BCA of 2011 and Bipartisan Budget Acts of 2013, 2015, and 2018
- The Budget Control Act of 2011 (“BCA”) — negotiated during a lengthy political impasse over raising the debt ceiling – added a new layer of measures in the budget process aimed at reducing projected deficits. Tight statutory spending caps were imposed on total defense and non-defense discretionary spending for each year through FY 2021 to reduce deficits by more than $900 billion over 9 years (including interest reductions). The caps are enforced by automatic across-the-board budget cuts (“sequestration”) in appropriations bills if the caps are breached in any year.

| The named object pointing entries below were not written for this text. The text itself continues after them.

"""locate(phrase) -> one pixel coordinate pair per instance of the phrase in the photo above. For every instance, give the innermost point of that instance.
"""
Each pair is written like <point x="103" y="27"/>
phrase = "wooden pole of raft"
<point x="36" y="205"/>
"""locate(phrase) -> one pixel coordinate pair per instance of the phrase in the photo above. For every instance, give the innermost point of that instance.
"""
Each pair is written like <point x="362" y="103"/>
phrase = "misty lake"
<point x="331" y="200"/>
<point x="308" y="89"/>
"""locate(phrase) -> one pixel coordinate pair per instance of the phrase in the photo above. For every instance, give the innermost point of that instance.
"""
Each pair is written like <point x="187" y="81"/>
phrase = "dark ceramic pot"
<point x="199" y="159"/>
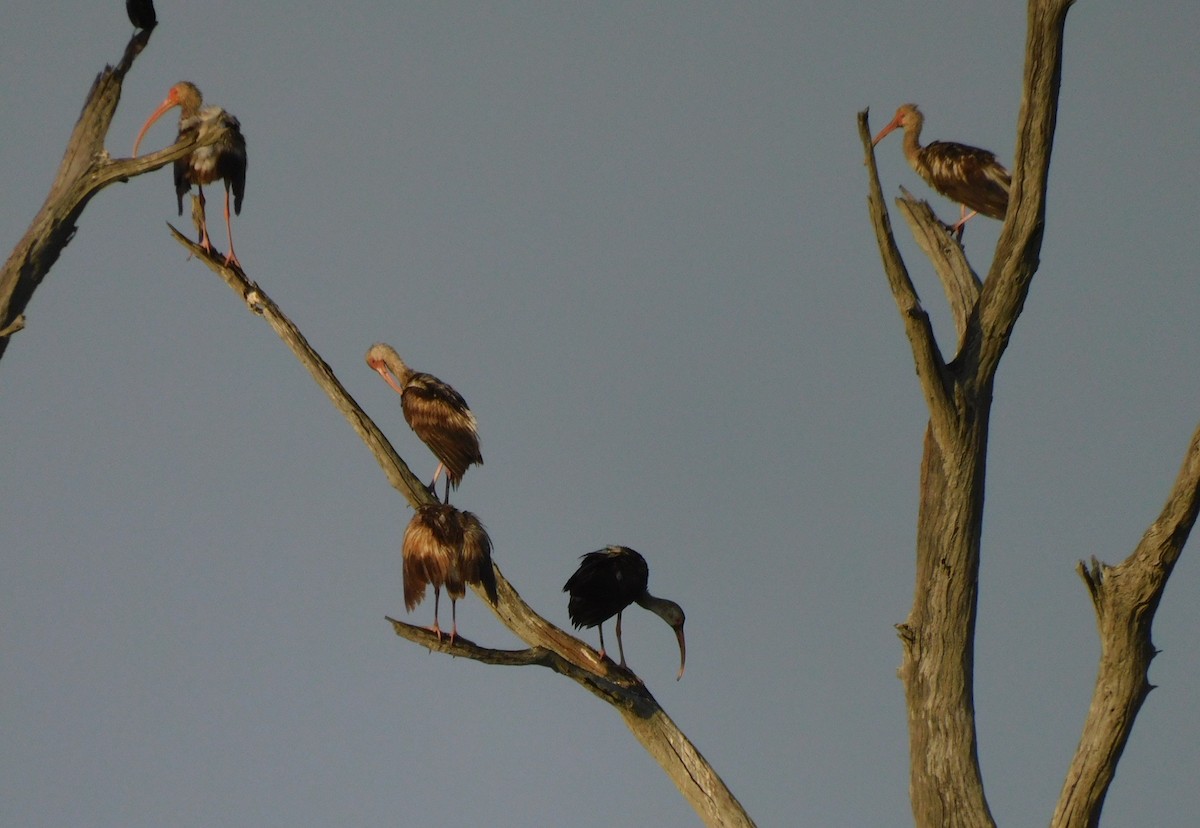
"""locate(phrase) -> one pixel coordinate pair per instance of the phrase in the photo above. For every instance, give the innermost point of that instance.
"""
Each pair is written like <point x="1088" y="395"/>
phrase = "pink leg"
<point x="621" y="648"/>
<point x="436" y="628"/>
<point x="963" y="219"/>
<point x="205" y="243"/>
<point x="233" y="257"/>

- In addition, the BCA established a congressional “Super Committee” to achieve another $1.2 trillion in long-term deficit reduction through mandatory spending and tax reforms (including interest savings). However, because the Super Committee failed to agree on a long-term entitlement and tax reform package in the allotted time, additional budget cuts of $1.2 trillion over nine years went into effect in the form of further reductions in the annual discretionary spending caps for each year through FY ‘21.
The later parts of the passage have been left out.